Following the sanctions imposed on Belarus by the European Union after Minsk used a warplane to force a Ryanair flight to Lithuania to land in the country to arrest a prominent critic of the government, the Lukashenko regime has been accused of flying in migrants from Iraq in order to flood the border.

Šakalienė said that “so-called tourism agencies” in Iraq have been advertising “European excursions” for thousands of dollars per migrant, promoting the “lie” from Lukashenko that there is no border between Belarus and Lithuania.

“When these people come, they are in a mousetrap because of course our border is secure and they cannot pass. It’s easier for migrants to understand what’s going on if there is a border fence, that it was deceit, they were defrauded by Lukashenko’s regime that there are no walls and that they can enter the European Union.”

“It is a very clear message, this is not an open border,” she added.

Amid pressure from Brussels and Lithuania’s tough border crackdown, the government of Iraq has suspended flights to Belarus and has even sent planes to pick up the stranded migrants and return them home.

“Iraq is going to be getting back a lot of unhappy people, who have been robbed of their money, I don’t think they will feel happy about being used as a tool of the Lukanhesko regime,” Šakalienė said.

“Of course I would like to help every economic migrant but we can’t, we are too small of a country and if you want to go to Germany — and most of them do want to go there — Lithuania is not a migration route.

“People can apply for asylum in border posts or simply email our migration department, because they are in a safe country, they’ve got visas and got plane tickets for Belarus on their own accord.”

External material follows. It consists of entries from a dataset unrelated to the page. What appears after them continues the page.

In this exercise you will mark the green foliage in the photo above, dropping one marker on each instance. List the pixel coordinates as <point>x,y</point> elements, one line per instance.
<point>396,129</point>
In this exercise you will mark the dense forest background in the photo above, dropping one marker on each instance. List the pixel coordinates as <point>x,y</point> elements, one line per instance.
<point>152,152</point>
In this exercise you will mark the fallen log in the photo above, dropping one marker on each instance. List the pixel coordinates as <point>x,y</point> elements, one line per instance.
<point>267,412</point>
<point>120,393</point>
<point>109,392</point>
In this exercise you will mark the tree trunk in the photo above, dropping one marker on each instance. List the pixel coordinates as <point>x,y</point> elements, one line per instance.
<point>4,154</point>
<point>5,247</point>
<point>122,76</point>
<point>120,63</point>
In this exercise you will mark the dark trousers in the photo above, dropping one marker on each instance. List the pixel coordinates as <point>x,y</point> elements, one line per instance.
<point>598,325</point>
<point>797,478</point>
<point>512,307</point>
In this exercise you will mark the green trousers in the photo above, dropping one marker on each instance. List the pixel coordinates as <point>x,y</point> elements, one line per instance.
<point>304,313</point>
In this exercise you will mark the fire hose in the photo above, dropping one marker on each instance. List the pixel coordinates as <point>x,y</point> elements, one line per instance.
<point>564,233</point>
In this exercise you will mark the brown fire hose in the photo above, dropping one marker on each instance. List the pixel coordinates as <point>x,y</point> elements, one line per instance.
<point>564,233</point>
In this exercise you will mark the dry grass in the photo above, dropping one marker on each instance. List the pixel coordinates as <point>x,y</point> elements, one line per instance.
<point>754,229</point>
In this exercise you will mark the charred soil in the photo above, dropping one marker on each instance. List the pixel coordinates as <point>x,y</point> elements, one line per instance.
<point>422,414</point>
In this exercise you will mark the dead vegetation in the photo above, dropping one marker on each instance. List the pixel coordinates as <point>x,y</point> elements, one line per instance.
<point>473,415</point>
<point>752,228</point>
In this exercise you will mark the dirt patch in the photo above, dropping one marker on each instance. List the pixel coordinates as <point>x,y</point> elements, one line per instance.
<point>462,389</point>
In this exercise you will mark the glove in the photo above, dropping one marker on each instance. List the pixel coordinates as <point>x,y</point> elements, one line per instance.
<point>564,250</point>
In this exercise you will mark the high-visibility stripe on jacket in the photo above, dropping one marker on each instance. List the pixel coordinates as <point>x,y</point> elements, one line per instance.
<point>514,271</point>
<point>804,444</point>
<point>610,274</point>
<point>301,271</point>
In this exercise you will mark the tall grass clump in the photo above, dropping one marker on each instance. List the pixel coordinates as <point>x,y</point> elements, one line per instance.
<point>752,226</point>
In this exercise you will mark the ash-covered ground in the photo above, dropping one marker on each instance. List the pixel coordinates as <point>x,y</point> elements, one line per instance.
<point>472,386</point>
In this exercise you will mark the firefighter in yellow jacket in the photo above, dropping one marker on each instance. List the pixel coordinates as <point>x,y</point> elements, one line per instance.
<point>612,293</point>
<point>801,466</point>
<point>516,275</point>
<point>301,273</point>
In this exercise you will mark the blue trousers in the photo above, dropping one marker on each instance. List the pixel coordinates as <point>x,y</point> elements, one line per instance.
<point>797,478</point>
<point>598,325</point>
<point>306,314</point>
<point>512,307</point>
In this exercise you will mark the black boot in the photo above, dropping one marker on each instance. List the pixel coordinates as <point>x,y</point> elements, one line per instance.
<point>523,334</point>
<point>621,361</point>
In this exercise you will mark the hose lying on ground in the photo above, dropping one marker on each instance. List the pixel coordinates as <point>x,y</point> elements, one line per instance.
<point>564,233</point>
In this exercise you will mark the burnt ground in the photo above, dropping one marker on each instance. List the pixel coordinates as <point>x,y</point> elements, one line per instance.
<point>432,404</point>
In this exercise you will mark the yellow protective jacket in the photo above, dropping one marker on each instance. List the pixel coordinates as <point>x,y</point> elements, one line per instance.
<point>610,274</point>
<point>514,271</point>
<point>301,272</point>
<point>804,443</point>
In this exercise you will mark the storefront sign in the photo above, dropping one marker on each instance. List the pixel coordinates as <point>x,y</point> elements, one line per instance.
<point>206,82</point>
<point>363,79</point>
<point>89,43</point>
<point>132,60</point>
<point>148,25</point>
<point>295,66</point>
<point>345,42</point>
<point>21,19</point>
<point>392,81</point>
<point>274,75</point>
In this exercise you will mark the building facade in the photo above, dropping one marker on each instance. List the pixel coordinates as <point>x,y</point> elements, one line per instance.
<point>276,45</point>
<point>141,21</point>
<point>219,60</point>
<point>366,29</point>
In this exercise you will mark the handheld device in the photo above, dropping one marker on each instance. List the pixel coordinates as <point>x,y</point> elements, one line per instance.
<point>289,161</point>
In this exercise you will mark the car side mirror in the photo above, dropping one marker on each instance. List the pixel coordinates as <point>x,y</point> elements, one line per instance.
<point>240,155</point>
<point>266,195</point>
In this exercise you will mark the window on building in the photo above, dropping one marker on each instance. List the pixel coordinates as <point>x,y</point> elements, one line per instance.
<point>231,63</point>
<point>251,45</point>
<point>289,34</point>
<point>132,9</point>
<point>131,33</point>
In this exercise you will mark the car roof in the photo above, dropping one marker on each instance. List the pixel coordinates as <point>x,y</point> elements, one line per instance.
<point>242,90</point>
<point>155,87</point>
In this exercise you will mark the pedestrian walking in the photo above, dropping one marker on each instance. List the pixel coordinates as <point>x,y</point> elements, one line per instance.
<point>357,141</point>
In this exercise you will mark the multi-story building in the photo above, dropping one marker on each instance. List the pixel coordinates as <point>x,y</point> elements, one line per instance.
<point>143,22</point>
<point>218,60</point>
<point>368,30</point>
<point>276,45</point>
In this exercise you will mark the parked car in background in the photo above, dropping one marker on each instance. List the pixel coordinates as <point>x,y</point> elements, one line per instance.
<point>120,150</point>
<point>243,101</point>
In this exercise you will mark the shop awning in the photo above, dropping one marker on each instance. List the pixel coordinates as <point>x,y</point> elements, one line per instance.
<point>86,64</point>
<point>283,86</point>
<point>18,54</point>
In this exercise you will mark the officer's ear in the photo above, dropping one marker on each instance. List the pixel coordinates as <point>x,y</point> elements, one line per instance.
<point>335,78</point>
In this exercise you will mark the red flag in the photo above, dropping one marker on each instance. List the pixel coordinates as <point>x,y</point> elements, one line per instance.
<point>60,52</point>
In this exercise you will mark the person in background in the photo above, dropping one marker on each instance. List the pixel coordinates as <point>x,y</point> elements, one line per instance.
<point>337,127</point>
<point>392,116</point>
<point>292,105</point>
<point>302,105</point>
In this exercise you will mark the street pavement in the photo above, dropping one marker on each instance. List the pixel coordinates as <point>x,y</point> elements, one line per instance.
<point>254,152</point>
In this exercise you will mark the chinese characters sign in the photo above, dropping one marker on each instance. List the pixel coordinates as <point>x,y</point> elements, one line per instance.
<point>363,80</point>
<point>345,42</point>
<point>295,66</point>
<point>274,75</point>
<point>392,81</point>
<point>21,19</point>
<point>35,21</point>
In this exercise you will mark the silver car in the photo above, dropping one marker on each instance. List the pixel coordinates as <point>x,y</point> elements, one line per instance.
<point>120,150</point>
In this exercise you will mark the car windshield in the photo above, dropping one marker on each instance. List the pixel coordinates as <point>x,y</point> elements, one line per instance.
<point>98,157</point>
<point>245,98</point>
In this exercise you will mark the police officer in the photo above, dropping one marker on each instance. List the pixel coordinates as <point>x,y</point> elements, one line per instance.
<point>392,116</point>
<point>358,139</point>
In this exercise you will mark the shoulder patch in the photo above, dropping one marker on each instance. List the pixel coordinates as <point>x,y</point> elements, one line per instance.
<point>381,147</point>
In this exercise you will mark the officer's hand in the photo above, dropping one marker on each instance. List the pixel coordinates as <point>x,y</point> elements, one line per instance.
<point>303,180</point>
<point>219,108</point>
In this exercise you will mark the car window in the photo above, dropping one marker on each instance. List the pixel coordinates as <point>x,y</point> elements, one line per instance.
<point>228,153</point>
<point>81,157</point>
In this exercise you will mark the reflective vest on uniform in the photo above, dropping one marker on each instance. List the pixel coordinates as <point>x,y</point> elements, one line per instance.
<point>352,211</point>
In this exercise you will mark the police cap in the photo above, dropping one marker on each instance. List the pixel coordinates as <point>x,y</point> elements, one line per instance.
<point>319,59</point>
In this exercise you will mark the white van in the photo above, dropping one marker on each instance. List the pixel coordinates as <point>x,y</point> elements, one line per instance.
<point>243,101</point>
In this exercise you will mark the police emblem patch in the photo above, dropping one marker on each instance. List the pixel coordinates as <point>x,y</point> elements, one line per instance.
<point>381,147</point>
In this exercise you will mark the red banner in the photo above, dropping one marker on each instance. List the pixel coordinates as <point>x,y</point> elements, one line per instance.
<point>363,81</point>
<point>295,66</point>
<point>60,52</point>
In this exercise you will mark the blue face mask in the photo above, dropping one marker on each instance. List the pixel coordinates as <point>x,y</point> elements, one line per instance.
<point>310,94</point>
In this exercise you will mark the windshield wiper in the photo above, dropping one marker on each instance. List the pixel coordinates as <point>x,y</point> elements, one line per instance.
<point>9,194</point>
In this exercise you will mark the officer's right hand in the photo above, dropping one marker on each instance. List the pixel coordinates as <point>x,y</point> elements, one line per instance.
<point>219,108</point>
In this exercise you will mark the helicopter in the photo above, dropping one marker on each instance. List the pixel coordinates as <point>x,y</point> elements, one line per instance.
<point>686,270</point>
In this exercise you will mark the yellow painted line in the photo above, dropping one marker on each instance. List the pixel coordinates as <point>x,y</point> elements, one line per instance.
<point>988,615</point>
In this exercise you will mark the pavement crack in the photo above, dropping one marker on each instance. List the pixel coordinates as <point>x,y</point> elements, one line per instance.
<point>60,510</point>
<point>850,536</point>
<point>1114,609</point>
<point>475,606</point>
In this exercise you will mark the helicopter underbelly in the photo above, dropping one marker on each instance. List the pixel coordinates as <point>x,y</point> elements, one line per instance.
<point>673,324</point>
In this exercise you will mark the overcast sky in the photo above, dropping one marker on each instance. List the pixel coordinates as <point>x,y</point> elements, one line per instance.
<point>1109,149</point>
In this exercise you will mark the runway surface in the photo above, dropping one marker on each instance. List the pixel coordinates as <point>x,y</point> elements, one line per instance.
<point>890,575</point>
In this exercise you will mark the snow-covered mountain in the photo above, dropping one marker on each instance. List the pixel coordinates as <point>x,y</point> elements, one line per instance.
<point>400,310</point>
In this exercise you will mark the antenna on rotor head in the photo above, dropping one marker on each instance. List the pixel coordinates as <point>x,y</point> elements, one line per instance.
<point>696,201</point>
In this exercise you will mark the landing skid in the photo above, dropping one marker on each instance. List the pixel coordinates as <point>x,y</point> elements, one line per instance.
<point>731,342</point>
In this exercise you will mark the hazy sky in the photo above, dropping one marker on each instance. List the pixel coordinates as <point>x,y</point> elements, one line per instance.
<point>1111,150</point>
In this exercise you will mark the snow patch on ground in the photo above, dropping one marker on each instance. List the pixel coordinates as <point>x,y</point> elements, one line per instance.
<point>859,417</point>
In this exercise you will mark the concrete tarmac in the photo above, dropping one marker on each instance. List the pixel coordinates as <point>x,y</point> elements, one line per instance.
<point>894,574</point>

The MP said that she has long favoured a border wall with Belarus, as it would serve to prevent any mistaken territorial conflicts with the Belarusian military.

“I have been for the wall before the migrant situation began, because Belarus is not a democratic state, we have a dictator beyond our walls and who knows what else he could do,” she said.

“In several weeks [Lukashenko’s] military training exercises are starting, meaning tens of thousands of Belarusian and Russian soldiers next to our border… so migrants is just one part of the problem,” Šakalienė added.

The Lithuanian MP said that going forward her country will be looking to partner with the EU on further sanctions on Belarus, including on potash supplies, which almost all flow through Lithuania’s Baltic port of Klaipeda.

Potash is a key ingredient in the production of potassium fertiliser, which alongside oil is a key export for Belarus, which accounts for about twenty per cent of the global supply.